4.09.2009

Mastodon-Crack the Skye

Mastodon-Crack the Skye
2009; Reprise; Atlanta, Georgia
If you listen to Mastodon's drummer, Brann Dailor, he will tell you that this is what their new album, Crack the Skye, is about:

"It's about a crippled young man who experiments with astral travel. He goes up into outer space, goes too close to the sun, gets his golden umbilical cord burned off, flies into a wormhole, is thrust into the spirit real, has conversations with spirits about the fact that he's not really dead, and they decide to help him. They put him into a divination that's being performed by an early-20th-century Russian Orthodox sect called the Klisti, which Rasputin is part of.

"Knowing Rasputin is about to be murdered, they put the young boy's spirit inside of Rasputin. Rasputin goes to usurp the throne of the czar and is murdered by the Yusupovs, and the boy and Rasputin fly out of Rasputin's body up through the crack in the sky and head back. Rasputin gets him safely back into his body."

You know what?
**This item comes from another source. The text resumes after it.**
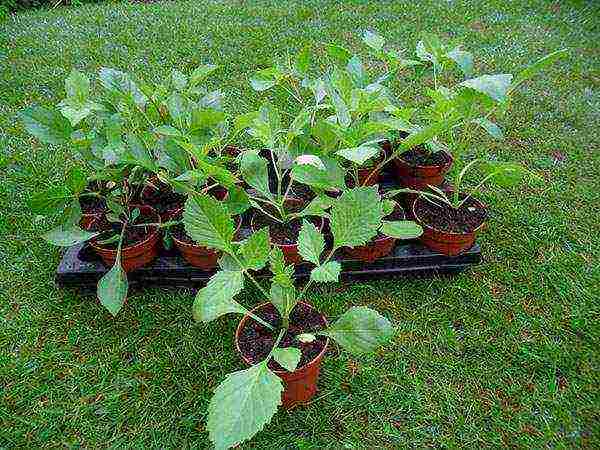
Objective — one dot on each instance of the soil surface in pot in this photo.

I went into this album not even knowing there WAS a story, so you can feel free to safely ignore this crackpot's ideas about his music, as long as his music is still good. And it is.

Progressive metal has been known for some time as the worst possible outcome of the genres it combines. It's snooty while being base, technically advanced without the slightest hint of dynamism, and always contains high-concept ideas with lyrics that wouldn't know depth or profundity if it slapped them right in the dick. If anything was going to pull this sad, sorry genre out of the mud, it wasn't going to be Dream Theater, it wasn't going to be Symphony-X and it sure as hell was not going to be the fucking Goddamn Flower Kings.

And I guess Mastodon felt that, as long as they were the only listenable band in modern American metal already, they might as well scoop up the pieces of prog metal and build it into something that a normal person could conceivably get into. I think they might have succeeded.

To be fair, this trend of making progressive metal not completely embarrassing didn't start with Mastodon-Tool has been doing their damndest for over a decade, and Cynic recently released the sublime Traced in Air, which I would say was far and away the best album of 2008. Like the aforementioned album, what Crack the Skye does is strip away all the masturbatory guitar solos and all the strained lyrics and replace them with warped, psychadelic imagery and pure, thundering musicianship.

Is this really an album about a cripple possessing Rasputin or whatever? Maybe-I don't know and I don't care. I know that the lyrics come off as being completely open to interpretation. I know that the riffs are electric, the drums are heavy and the vocals are piercing. I know that the subtle moments make the dashes of fury all the more powerful and I know that "The Last Baron" is one of my favorite new songs in some time.

I also know that it doesn't feel pretentious or snobby, and I know it feels like it doesn't belong to an exclusive club that only music school graduates are allowed to enter. It feels like it has something to say, even if what it's saying isn't entirely straightforward, and it wants as many people as possible to hear it. That kind of sincerity comes along rarely in modern music and almost never in prog.

And yes, this album does have problems. A few of the songs get to sounding awfully similar after a while and on "Ghost of Karelia" they actually re-use a guitar riff from an earlier album, which is a level of laziness that I'm not positive I'm comfortable with. Yeah, the idea behind the whole thing, though easily ignorable, is irredeemably goofy and that cover art looks like something you'd see painted on the side of a van.

But I think if you like metal already-or if you're just looking for something new-you really don't have anything to lose with Crack the Skye. It manages to combine classic rock fundamentals, progressive musicianship, good old fashioned heavy metal and kaleidoscopic ideas and sounds in a way I've never quite seen before. It's definitely different, and it's definitely something metal bands are going to be trying to imitate for years to come. There's a thoughtful, intelligent musical revolution coming down the road, and it's being birthed out of the corpse of progressive heavy metal. Who knew?